Getting Kev into trouble was the last thing I wanted and I hurried to his protection, " No, you don’t have to talk to him. I won’t say anything. I promise." I talked as fast as I could, wanting to get out of the situation. Looking down at the door I hoped that someone would come into the room, but no one entered. My tough luck.
" That is good, because as I said before you don’t want to hurt the boys do you?" I shook my head.
Donna seemed satisfied, " That a boy!" She patted me on my head like I was some kind of dog and I felt physically sick.
" Glad that we can come to such understanding," she continue, acting like if nothing had happened. I couldn’t get out from the room fast enough and I bolted, running to the studio room again. I was still panting, breathing hard as I reached the boys again and they looked up at me with mixed feelings.
" Where have you been? We’ve been waiting for you." Kevin sounded upset and he was wiping off sweat from his forehead like he was hot and miserable.

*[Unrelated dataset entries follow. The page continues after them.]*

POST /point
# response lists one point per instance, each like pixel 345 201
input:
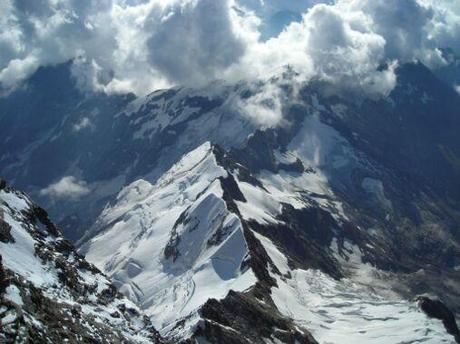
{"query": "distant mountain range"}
pixel 326 228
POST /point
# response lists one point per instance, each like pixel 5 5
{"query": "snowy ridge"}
pixel 49 292
pixel 173 245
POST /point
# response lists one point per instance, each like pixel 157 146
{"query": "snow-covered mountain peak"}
pixel 174 244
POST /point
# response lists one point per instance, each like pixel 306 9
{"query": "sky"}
pixel 142 45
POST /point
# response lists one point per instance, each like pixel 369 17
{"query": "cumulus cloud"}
pixel 142 45
pixel 84 123
pixel 69 187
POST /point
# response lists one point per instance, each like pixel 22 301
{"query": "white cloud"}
pixel 84 123
pixel 121 45
pixel 68 187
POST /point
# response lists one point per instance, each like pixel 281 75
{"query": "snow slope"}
pixel 49 292
pixel 346 311
pixel 173 245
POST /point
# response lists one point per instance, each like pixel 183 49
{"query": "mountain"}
pixel 340 222
pixel 49 292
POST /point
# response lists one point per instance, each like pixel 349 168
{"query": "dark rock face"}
pixel 5 232
pixel 438 310
pixel 241 318
pixel 305 236
pixel 62 297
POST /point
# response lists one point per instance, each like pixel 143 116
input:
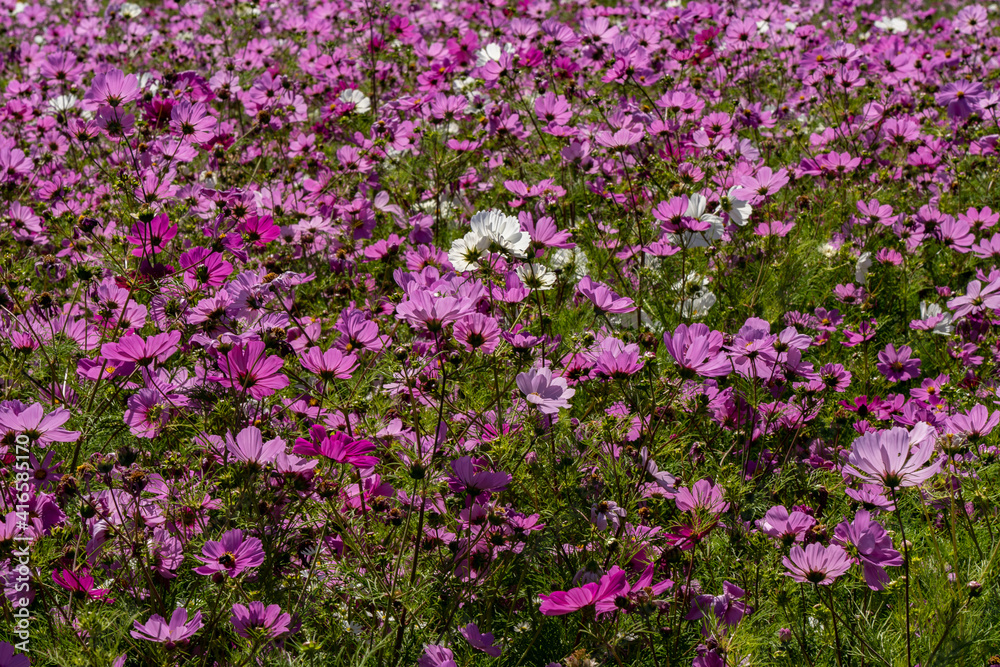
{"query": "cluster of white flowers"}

" Man, did you drown the whole place or?" AJ was never late in making a joke, and usually I come up with something witty back. Today my mind went blank. I shrug. Not knowing what to say.
Brian, looked like he really wanted out of this place and he patted on the chair in the middle, " Nick come on. Sit down so we can end this torture."
" Ok," I was obeying them, thinking of other more important stuff. The photographer didn’t look to pleased with my absence and he was mumbling through gritted teeth that it was the last time that he waited for some teen pop stars and that he would quit his job if he had to deal with people like us again. " Sorry," I responded as I sat down, waiting for even more chewing to go on. Instead I felt a comforting hand on my shoulder. It was Howie that had forgot all about his shirt, at least for now, and was trying to make me feel better. I smiled to him gratefully. At least one understood my situation. The guys had no idea what pressure I was going through and this made my head hurt even more than before.
Turning on my side I saw that Donna was looking straight at me and she was smiling. Like a snake ready to strike.